Large Language Model-Based Interpretable Machine Learning Control in Building Energy Systems

Abstract: The potential of Machine Learning Control (MLC) in HVAC systems is hindered by its opaque nature and inference mechanisms, which is challenging for users and modelers to fully comprehend, ultimately leading to a lack of trust in MLC-based decision-making. To address this challenge, this paper investigates and explores Interpretable Machine Learning (IML), a branch of Machine Learning (ML) that enhances transparency and understanding of models and their inferences, to improve the credibility of MLC and its industrial application in HVAC systems. Specifically, we developed an innovative framework that combines the principles of Shapley values and the in-context learning feature of LLMs. While the Shapley values are instrumental in dissecting the contributions of various features in ML models, LLM provides an in-depth understanding of the non-data-driven or rule-based elements in MLC; combining them, LLM further packages these insights into a coherent, human-understandable narrative. The paper presents a case study to demonstrate the feasibility of the developed IML framework for model predictive control-based precooling under demand response events in a virtual testbed. The results indicate that the developed framework generates and explains the control signals in accordance with the rule-based rationale.

• The paper presents a novel framework that enhances the interpretability of machine learning control in building energy systems using SHAP values and LLMs.
• It employs a case study with a virtual testbed of a small office building to validate the approach for precooling during demand response events.
• The framework promotes increased trust and practical adoption of AI-based control systems, leading to improved energy efficiency and sustainability.

Enhancing Interpretability in Machine Learning Control for Building Energy Systems

Introduction to Interpretable Machine Learning and LLMs in Building Energy Management

The adoption of Machine Learning Control (MLC) techniques in Heating, Ventilation, and Air Conditioning (HVAC) systems represents a significant advancement in optimizing building operations, contributing to reduced energy consumption and emissions. However, the intrinsic complexity and opaqueness of MLC pose major challenges in their wider acceptance and application. Addressing these challenges, recent research led by Liang Zhang and Zhelun Chen introduces an innovative framework combining Shapley additive explanation (SHAP) values and LLMs to render MLC decisions in building energy systems more interpretable and transparent to users.

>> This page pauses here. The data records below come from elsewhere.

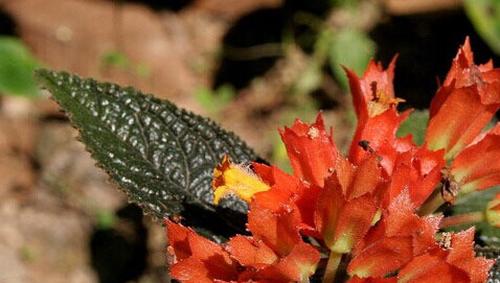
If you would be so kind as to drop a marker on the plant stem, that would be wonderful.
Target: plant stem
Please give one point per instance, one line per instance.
(331, 267)
(432, 204)
(454, 220)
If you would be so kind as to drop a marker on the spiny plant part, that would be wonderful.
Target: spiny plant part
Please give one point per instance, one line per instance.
(385, 212)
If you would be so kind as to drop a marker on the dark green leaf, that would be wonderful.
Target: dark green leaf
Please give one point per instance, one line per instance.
(160, 155)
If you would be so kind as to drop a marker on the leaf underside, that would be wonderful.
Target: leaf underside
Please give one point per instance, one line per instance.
(162, 156)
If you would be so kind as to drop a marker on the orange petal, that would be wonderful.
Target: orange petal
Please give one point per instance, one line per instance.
(231, 178)
(196, 259)
(297, 266)
(366, 179)
(378, 131)
(311, 150)
(251, 252)
(462, 255)
(459, 121)
(277, 229)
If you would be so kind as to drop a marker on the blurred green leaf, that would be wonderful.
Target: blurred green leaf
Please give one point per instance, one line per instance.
(485, 16)
(105, 219)
(16, 68)
(350, 48)
(215, 100)
(477, 202)
(115, 59)
(415, 125)
(160, 155)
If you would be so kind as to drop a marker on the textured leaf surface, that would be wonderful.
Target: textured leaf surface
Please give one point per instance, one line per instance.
(160, 155)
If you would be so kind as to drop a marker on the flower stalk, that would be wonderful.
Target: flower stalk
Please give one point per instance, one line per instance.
(332, 267)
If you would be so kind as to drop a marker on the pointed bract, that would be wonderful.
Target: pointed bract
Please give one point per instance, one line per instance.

The Interpretable Machine Learning Framework

The paper presents a systematic approach that leverages the potential of SHAP values to quantify the contribution of various features in ML models and enhance their interpretability. SHAP values, rooted in cooperative game theory, offer a mathematically rigorous method for attributing prediction outcomes to individual features. Nevertheless, while SHAP values provide a significant advancement towards model interpretability, they do not fully address the gap in understanding complex control decisions in MLC, especially when such decisions are derived from the aggregation of multiple models and rules.

To bridge this gap, the researchers integrated LLMs into the interpretive process, utilizing their capacity to generate coherent narratives from structured data and explanations provided by SHAP. This integration allows for a more comprehensive understanding of MLC decisions by translating mathematical and model-specific explanations into intuitively accessible language, thus fostering trust and facilitating more informed decision-making among building operators.

Methodology and Case Study Implementation

The methodology section of the paper delineates the steps undertaken to combine SHAP values with LLMs. It starts with understanding the rule-based parts of Model Predictive Control (MPC), employing SHAP for generating interpretability results for each machine learning model involved, and culminates in utilizing LLMs to package these insights into a coherent narrative. This is followed by a case study where the proposed framework was applied to a virtual testbed featuring a small office building. The case study demonstrates the utility of the framework in providing interpretable control signals for precooling operations during demand response events.

Implications and Future Directions

This research holds significant implications for the practical application of MLC in building energy management. By enhancing the interpretability of MLC, the framework can play a crucial role in increasing the adoption and trust in AI-enhanced control systems among building operators. This, in turn, has the potential to facilitate more efficient energy use, reduce operational costs, and contribute to broader environmental sustainability goals.

Looking ahead, the paper identifies the need for further refinement of the integration between SHAP values and LLMs, particularly in automating and scaling the interpretive process to accommodate complex control scenarios. Additionally, future research could explore the application of this framework in other domains where MLC is employed, potentially extending its benefits beyond building energy systems.

Conclusion

In summary, the paper by Zhang and Chen introduces a pioneering approach to making machine learning control in building energy systems more interpretable and accessible. Through the innovative combination of SHAP values and LLMs, the proposed framework marks a significant step forward in bridging the trust gap between machine learning practitioners and building operators. As the field progresses, the continued development and application of such frameworks will be integral to harnessing the full potential of AI and ML in enhancing building energy efficiency and sustainability.